What is v+1 divided by (v+1)???????
ehild

10. Sep 26, 2014

### _N3WTON_

nvm

11. Sep 26, 2014

### _N3WTON_

12. Sep 26, 2014

### Orodruin

Staff Emeritus
You seem to have assumed that $v'/(v+1) = 0$. This is not the case so I suggest you recheck that algebra.

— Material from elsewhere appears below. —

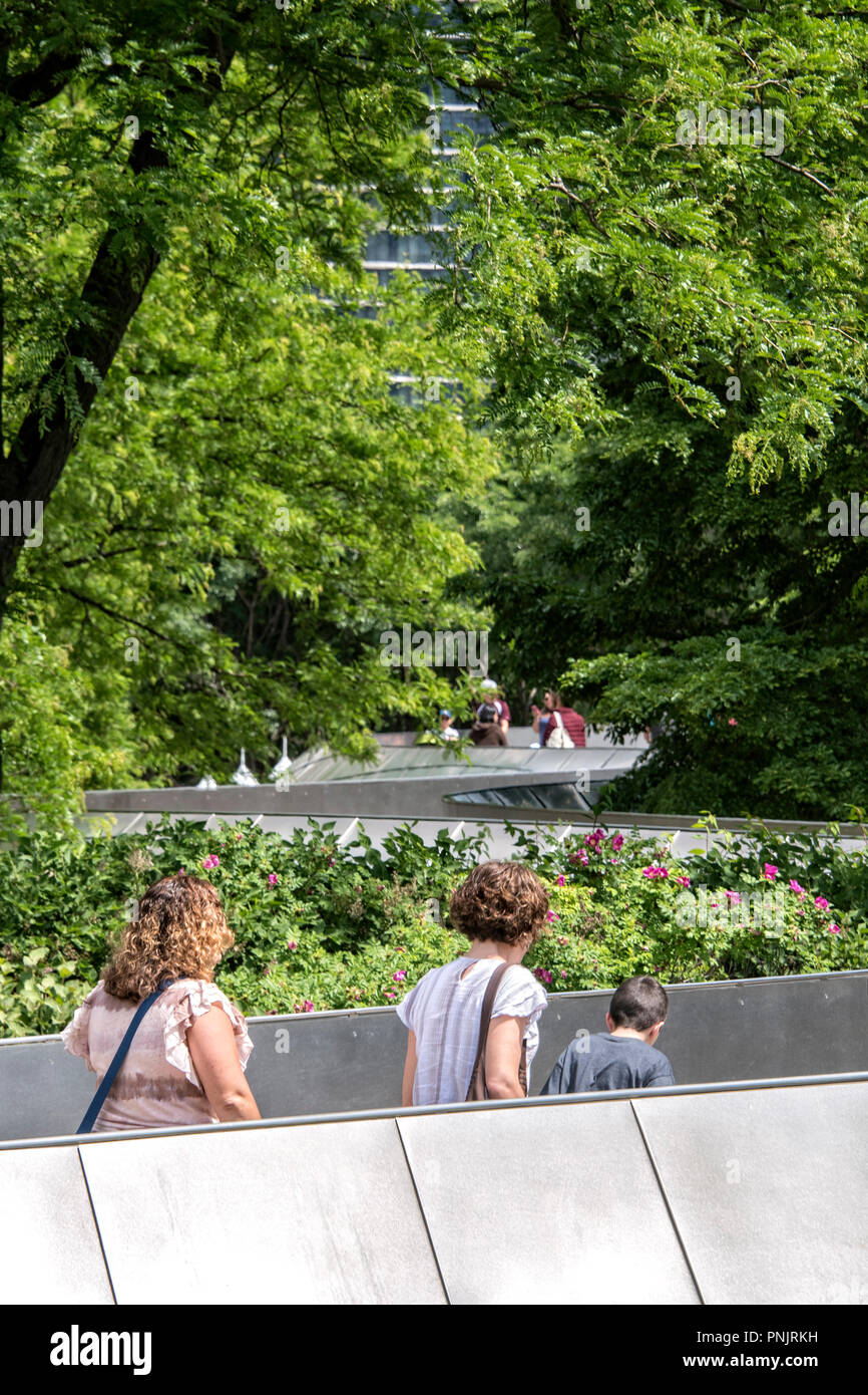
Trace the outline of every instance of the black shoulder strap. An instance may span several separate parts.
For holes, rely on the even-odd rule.
[[[114,1052],[114,1056],[111,1059],[111,1064],[109,1066],[109,1070],[103,1076],[103,1080],[102,1080],[102,1084],[100,1084],[99,1089],[96,1091],[96,1094],[93,1095],[93,1099],[91,1101],[91,1108],[88,1109],[88,1112],[86,1112],[85,1117],[82,1119],[82,1122],[79,1123],[78,1129],[75,1130],[77,1134],[79,1134],[79,1133],[93,1133],[93,1124],[96,1123],[98,1115],[99,1115],[100,1109],[103,1108],[103,1105],[106,1102],[106,1098],[109,1095],[109,1091],[111,1089],[111,1085],[114,1084],[114,1077],[117,1076],[118,1070],[124,1064],[124,1057],[125,1057],[127,1052],[130,1050],[130,1046],[132,1045],[132,1038],[135,1036],[135,1034],[138,1031],[138,1027],[139,1027],[139,1023],[142,1021],[142,1017],[145,1016],[145,1013],[148,1011],[148,1009],[152,1007],[153,1003],[156,1003],[157,997],[162,997],[162,995],[166,992],[166,989],[171,988],[171,985],[176,983],[176,982],[177,982],[177,979],[174,979],[174,978],[164,979],[160,983],[160,986],[155,988],[153,993],[149,993],[148,997],[144,997],[142,1002],[139,1003],[139,1006],[137,1007],[137,1010],[134,1013],[134,1017],[132,1017],[132,1021],[130,1023],[130,1027],[124,1032],[124,1039],[120,1043],[120,1046],[117,1048],[117,1050]]]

Another option is to find a particular solution (there is a fairly obvious one) and then add the solution to the homogeneous equation to that (which works since the ODE is linear).

13. Sep 26, 2014

### _N3WTON_

you're right, I do apologize for that....I'll make the edit now

14. Sep 26, 2014

### _N3WTON_

ok, I see the mistake now...thank you

15. Sep 26, 2014

### pasmith

You are integrating both sides with respect to $x$. It is crucial to state what variable you are integrating with respect to, because shortly you will use substitution to change $\int \frac{v'}{v +1}\,dx$ into an integral with respect to $v$.

16. Sep 26, 2014

### _N3WTON_

thank you, so here is my second attempt:
$\int\frac{v'}{v+1} dx = \int dx$
$ln(v+1) = x + C$
$v+1 = e^x + C$
$x + y = e^x + C$

17. Sep 26, 2014

### ehild

the last line is wrong. It should be $v+1 = e^{x + C}$ instead.

18. Sep 26, 2014

### _N3WTON_

thank you....

19. Sep 26, 2014

### Ray Vickson

In your example, is it not the case that $f(x) = -1$ and $g(x) = x$?

20. Sep 26, 2014

### ehild

And $v+1 = e^{x + C} = Ae^x$ . The constants C or A depend on the initial condition.

ehild

21. Sep 26, 2014

### _N3WTON_

ok, the initial condition was f(0) = 1...you arrived at that answer just by bringing the constant C in front of the exponential?

Last edited: Sep 26, 2014
22. Sep 26, 2014

### _N3WTON_

ok so if i were to use the integrating factor method I would set:
$p(x) = -1$ ?
I'm still a bit confused about how I could do this problem using integrating factor method...I understand how to use separation of variables..

23. Sep 26, 2014

### Ray Vickson

There is a standard formula; just apply it to your problem.

24. Sep 26, 2014

### ehild

You know that $e^{{x+C}}=e^C e^x$, but eC is also a constant, I denoted it by A. So v+1=y+x+1=Aex.. Applying the condition y(0)=1, 1+1=A.

25. Sep 27, 2014

### Orodruin

Staff Emeritus
Just for completeness, since we have a linear ODE with constant coefficients and a polynomial inhomogeneity, we could simply have assumed a particular solution of the form $y_p = ax + b$ and arrived at $a = b = -1$ and thus $y_p = -x-1$, $y'_p = -1$. We then write $y = y_p + y_h$ where $y_h$ satisfies the homogeneous ODE $y'_h = y_h$, which I believe anyone familiar with differential equations can solve ... This approach is what I was trying to hint at in post #12.